Guenter Buchwald and Frank Bockius provide the excellent score, and instead of obscuring the beautifully crafted French intertitles, translations were narrated live by actor Paul McGann

THE WEDDING MARCH (1928): Melodrama was the order of the day, and what could be more melodramatic than Erich von Stroheim directing and starring is a romance. Opposite both Fay Wray (in her first featured role) and Zasu Pitts, no less. Stroheim plays Nicki, a prince of Vienna whose full name is a kilometer long, who gives up his skirt-chasing ways as soon as he lays eyes on Mitzi (Fay Wray.) Trouble is, the royal family needs money, and she is a commoner. His parents want him to marry into money, and that would be Cecilia (Zasu Pitts), the limping daughter of a local tycoon of corn plasters. But Nicki wants Mitzi, even if that raises the hackles of local butcher (and ironically, a pig) Schani. Raises them to possibly murderous levels. It's again high, high melodrama, and with an ending that's...well, that's a Stroheim kind of ending (hint: not happy.)
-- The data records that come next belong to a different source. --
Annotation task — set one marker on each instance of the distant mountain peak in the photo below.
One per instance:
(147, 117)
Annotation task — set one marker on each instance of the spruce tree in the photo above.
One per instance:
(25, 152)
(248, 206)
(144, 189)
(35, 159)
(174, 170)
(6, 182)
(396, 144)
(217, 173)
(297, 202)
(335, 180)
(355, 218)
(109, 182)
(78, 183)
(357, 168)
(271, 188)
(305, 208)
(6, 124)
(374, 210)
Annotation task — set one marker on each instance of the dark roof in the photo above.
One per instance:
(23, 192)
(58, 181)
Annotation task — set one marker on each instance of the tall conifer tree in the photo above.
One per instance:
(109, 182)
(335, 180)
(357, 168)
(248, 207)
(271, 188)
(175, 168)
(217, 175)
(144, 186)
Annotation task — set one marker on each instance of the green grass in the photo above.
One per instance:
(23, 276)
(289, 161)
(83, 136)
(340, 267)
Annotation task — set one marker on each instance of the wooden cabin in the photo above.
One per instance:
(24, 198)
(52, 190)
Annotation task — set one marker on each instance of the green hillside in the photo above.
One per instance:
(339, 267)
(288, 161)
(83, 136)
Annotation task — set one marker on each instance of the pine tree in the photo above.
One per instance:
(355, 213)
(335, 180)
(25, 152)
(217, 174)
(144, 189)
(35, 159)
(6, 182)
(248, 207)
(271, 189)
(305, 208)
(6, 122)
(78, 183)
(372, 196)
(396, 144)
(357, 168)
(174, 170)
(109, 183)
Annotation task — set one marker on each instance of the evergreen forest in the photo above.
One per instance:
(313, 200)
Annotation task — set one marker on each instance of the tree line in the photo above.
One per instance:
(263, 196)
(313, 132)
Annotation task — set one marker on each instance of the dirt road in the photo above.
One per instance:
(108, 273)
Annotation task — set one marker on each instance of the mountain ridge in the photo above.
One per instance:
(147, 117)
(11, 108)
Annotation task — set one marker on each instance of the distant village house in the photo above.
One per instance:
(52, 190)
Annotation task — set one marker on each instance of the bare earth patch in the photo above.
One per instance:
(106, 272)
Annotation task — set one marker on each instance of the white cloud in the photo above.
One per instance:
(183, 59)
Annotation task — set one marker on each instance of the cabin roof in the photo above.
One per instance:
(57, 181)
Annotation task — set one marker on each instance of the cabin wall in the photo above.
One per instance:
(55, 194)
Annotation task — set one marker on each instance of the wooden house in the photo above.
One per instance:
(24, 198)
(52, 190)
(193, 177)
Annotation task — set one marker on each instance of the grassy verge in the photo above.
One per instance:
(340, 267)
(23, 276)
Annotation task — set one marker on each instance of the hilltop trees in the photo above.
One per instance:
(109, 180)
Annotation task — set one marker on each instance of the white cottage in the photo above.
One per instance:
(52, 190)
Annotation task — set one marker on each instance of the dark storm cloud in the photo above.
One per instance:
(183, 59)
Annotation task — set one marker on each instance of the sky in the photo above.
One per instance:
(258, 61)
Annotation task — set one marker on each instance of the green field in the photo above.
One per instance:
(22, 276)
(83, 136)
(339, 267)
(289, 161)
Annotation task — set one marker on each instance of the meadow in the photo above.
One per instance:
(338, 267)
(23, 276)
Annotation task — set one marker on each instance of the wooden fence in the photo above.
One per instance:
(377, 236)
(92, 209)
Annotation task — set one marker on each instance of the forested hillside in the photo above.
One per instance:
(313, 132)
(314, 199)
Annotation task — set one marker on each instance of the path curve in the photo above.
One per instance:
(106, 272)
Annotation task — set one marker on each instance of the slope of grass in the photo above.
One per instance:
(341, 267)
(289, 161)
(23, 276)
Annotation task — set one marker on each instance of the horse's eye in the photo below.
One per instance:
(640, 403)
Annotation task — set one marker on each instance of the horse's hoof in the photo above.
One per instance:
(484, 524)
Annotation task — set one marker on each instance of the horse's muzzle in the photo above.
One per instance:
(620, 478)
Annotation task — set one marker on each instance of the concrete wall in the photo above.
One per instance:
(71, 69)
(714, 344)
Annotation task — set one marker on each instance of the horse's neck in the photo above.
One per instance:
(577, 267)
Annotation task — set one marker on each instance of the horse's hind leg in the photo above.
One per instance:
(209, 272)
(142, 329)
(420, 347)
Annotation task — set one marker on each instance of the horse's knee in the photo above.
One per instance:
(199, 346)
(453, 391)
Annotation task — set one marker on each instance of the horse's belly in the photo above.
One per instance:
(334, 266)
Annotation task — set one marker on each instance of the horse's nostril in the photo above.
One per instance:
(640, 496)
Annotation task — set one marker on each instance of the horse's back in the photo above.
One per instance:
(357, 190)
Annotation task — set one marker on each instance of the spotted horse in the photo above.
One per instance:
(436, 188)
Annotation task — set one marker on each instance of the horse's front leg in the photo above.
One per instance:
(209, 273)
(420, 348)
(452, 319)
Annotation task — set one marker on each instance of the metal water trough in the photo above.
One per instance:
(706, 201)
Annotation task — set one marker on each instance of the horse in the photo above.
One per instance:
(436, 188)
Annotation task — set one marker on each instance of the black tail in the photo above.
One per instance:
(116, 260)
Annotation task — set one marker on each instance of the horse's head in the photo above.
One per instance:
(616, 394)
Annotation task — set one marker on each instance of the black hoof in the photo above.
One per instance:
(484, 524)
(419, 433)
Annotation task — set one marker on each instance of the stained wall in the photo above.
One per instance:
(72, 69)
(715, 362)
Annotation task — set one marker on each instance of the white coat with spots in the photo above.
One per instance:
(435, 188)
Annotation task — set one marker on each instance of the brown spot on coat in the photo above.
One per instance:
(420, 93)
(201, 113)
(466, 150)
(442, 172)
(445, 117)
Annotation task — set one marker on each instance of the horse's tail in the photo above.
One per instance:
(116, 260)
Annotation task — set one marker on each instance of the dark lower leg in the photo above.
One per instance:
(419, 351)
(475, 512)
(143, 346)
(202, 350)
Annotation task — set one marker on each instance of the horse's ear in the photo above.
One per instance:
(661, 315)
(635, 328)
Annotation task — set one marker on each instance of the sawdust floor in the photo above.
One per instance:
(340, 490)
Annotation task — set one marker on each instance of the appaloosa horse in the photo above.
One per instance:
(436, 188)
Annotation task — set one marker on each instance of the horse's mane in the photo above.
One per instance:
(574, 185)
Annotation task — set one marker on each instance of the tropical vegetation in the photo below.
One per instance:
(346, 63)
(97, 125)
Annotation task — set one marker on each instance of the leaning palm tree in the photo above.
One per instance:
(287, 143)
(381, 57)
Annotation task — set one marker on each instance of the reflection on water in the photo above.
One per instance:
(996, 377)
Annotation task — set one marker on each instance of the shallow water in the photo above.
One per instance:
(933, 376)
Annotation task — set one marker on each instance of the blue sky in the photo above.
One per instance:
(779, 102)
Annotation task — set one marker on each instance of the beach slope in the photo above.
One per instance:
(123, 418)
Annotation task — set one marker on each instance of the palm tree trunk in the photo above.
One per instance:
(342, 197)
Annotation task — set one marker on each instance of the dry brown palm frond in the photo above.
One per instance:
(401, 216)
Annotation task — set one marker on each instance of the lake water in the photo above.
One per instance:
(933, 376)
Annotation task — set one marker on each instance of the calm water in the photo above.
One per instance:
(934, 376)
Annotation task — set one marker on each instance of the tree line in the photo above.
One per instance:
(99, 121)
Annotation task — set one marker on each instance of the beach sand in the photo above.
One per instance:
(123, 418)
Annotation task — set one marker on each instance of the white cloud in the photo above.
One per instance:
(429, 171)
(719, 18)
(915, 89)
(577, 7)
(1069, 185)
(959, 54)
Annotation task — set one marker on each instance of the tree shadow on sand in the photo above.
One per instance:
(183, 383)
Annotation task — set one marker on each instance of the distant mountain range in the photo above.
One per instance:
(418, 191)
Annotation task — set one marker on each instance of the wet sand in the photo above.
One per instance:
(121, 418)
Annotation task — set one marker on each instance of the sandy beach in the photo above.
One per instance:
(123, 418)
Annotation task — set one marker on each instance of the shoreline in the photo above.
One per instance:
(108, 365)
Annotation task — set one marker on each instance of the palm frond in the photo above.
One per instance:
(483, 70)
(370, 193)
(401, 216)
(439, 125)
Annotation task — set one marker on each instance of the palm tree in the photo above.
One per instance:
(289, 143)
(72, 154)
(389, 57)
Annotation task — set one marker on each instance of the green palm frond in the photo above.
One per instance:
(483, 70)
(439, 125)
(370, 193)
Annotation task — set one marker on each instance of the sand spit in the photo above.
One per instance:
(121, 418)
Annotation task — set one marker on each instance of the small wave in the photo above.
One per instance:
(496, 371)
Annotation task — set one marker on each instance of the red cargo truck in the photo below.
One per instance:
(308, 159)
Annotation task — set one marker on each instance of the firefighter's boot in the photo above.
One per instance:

The whole affair was beautifully accompanied by the Mont Alto Motion Picture Orchestra
Fay Wray and Erich von Stroheim, in love.

L'INFERNO (1911): And finally the long, long day ended with this lavish Italian interpretation of Dante's Inferno. It's been about a decade since I read it, but from what I remember it's a fairly faithful adaptation. Virgil, at the behest of Beatrice, leads Dante through the 9 levels of hell. The visuals are lavish and actually pretty creepy. Like many early movies it suffers from a very staged, static style, which makes it a pretty long slog even at just 66 minutes. Or maybe that was just my exhaustion. Anyway, great special effects (especially with the guy condemned to carry his own severed head around) but they were still figuring out pacing. But at least the visuals were beautifully gruesome and macabre. Oh, and most of the tortured souls are nearly naked in hell. But I guess that's Italy for you.

And for the macabre and weird, of course the Matti Bye Ensemble needed to provide the accompaniment, with Paul McGann again providing narration for the intertitles.
There's a lot of nudity in Hell, but not the kind you want to see. Kind of like Burning Man.